Toyota Committed to Reviving the Supra

The GR Supra Racing Concept made its world debut at the Geneva Motor Show that runs through March 18, reviving the name and spirit of the most celebrated model in Toyota’s sportscar heritage.

The concept demonstrates Toyota’s commitment to bringing the Supra back to the market, according to reports. It also shows the future potential for a car that can deliver high performance on the road and track.


A report from Geneva notes that the GR Supra Racing Concept revives the heritage of one of Toyota’s most famous sports cars. The Supra built a reputation both as a formidable performer on the road and as an all-conquering machine on the racetrack, dominating Japan’s top-level GT racing series and earning legions of fans.

The Supra badge first appeared in 1978 on a larger and more powerful version of the second-generation Celica before becoming established as a successful model in its own right. Known as the A40, the original Supra was followed by three generations: the A60 in 1981, A70 in 1986 and A80 in 1993.
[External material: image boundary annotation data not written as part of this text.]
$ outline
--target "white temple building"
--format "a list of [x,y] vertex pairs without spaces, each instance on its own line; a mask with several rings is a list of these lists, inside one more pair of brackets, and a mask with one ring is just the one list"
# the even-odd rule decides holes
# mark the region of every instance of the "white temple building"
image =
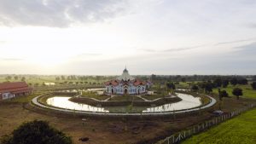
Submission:
[[126,67],[117,79],[105,83],[108,94],[116,95],[140,95],[146,93],[146,89],[152,84],[148,81],[141,81],[131,77]]

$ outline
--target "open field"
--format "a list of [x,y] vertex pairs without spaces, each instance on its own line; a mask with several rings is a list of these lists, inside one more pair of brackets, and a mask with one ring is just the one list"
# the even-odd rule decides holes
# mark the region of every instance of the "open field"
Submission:
[[[222,90],[226,90],[229,93],[229,95],[232,95],[232,90],[234,88],[241,88],[242,89],[243,95],[241,97],[247,97],[247,98],[255,98],[256,99],[256,90],[253,90],[251,85],[229,85],[227,88],[221,88]],[[213,93],[218,94],[218,89],[213,89]]]
[[[81,137],[90,138],[86,143],[151,143],[212,117],[212,111],[187,114],[185,118],[170,117],[150,120],[84,117],[87,121],[84,124],[82,118],[47,114],[23,108],[23,102],[34,96],[0,101],[0,136],[9,134],[25,121],[42,119],[71,135],[74,143],[82,143],[79,141]],[[224,98],[221,108],[224,112],[234,111],[250,102],[253,101]],[[218,105],[213,109],[218,109]]]
[[254,144],[256,141],[256,109],[248,111],[204,133],[186,140],[183,144]]

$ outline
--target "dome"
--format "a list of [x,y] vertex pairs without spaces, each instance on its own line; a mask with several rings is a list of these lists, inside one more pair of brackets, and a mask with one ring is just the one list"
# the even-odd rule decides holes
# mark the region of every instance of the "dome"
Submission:
[[123,71],[123,73],[120,77],[119,77],[117,78],[118,80],[124,80],[124,81],[128,81],[128,80],[134,80],[134,78],[131,77],[130,74],[129,74],[129,72],[128,70],[126,69],[126,67],[125,68],[125,70]]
The front engine/rear-wheel drive GT sportscar remained in production until 2002, and in its final generation it was Toyota’s most powerful production model.

Supra’s reputation was enhanced by its success in motorsports. Most notably, the fourth-generation Supra, introduced in 1993, became the dominant force in the All-Japan GT racing—today’s Super GT series—winning the GT500 class four times.
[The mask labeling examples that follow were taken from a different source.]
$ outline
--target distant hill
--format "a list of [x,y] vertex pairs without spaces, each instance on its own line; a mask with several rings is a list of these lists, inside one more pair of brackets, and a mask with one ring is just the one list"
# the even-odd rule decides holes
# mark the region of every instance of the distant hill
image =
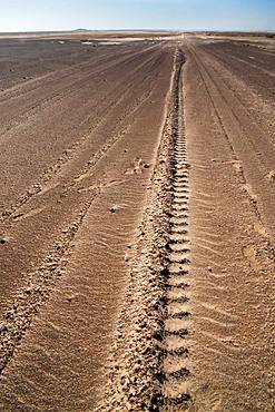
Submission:
[[76,30],[72,30],[75,33],[76,32],[84,32],[84,31],[90,31],[90,30],[88,30],[88,29],[76,29]]

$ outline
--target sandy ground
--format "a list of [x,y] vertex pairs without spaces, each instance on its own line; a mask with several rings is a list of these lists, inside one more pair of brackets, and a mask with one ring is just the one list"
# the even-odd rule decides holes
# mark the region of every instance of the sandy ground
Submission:
[[0,40],[0,410],[273,411],[273,41],[101,40]]

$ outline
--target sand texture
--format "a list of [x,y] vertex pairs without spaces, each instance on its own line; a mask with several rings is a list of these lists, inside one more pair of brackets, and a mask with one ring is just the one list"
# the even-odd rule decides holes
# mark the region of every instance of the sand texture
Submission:
[[274,41],[134,35],[0,39],[0,411],[272,412]]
The Toyota Supra also competed in American IMSA sportscar racing in the 1980s and twice appeared at Le Mans in the 1990s.
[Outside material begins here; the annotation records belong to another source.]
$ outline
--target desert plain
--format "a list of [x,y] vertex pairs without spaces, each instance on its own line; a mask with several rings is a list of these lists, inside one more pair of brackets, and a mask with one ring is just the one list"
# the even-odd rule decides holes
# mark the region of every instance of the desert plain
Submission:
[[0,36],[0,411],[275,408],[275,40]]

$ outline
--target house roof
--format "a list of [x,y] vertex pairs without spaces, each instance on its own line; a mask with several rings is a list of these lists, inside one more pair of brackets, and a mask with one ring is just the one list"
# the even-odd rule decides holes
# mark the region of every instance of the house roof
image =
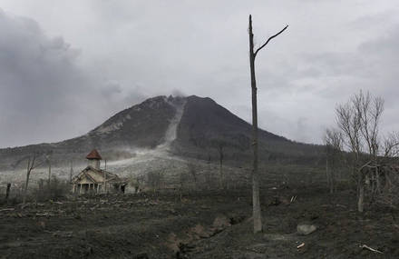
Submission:
[[102,159],[100,154],[98,153],[97,149],[92,150],[89,154],[86,155],[87,159]]
[[104,176],[106,183],[124,183],[125,181],[121,179],[115,174],[107,172],[105,170],[95,169],[92,166],[87,166],[78,175],[74,176],[72,180],[72,184],[77,184],[82,182],[90,182],[90,184],[103,184]]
The compact, two-door GR Supra Racing Concept has a pure front-engine/rear-wheel drive configuration and makes use of advanced lightweight materials in its construction.

Created by TOYOTA GAZOO Racing, the concept expresses a fun-to-drive quality. The large 90 race number on its doors is a historical reference to Supra’s codename and a big visual clue to the fact that this concept heralds Supra’s return in a fifth generation, according to reports.

The racing concept has a dramatic bodywork design that includes a large rear wing. It makes extensive use of strong-but-lightweight composite material for elements such as the wide front and rear bumpers, front splitter and rear diffuser, side skirts, door mirror housings and the rear wing.

The hood is crafted from the same material and features louvred air inlets. The windscreen and side windows are made of plastic.

The concept’s chassis features lowered front and rear suspension using OE components. BBS racing wheels with center-nut attachment are fitted with Michelin racing tires. The braking system uses Brembo Racing calipers and discs, with room for the racing exhaust.

The cabin is entirely competition-focused and is fitted with a racing dashboard and OMP driver’s seat and safety harness. OMP also supplied the quick-release steering wheel, mounted on a racing column and equipped with a paddle shift system. The doors are lined with carbon fiber panels and the dashboard includes a racing display.

Competition safety requirements are met by a full roll cage and fire extinguishers, and the fuel and brake lines, pedal box, battery and wiring looms are all designed to competition standard.

TOYOTA GAZOO Racing first competed in Europe in 2007 as GAZOO Racing. It began a long association with the Nürburgring 24 Hours with two Toyota Altezza cars (equivalent to the first-generation Lexus IS) and a team comprising drivers and mechanics who were Toyota employees.

TOYOTA GAZOO Racing has since become the international umbrella organization for Toyota’s global sporting program.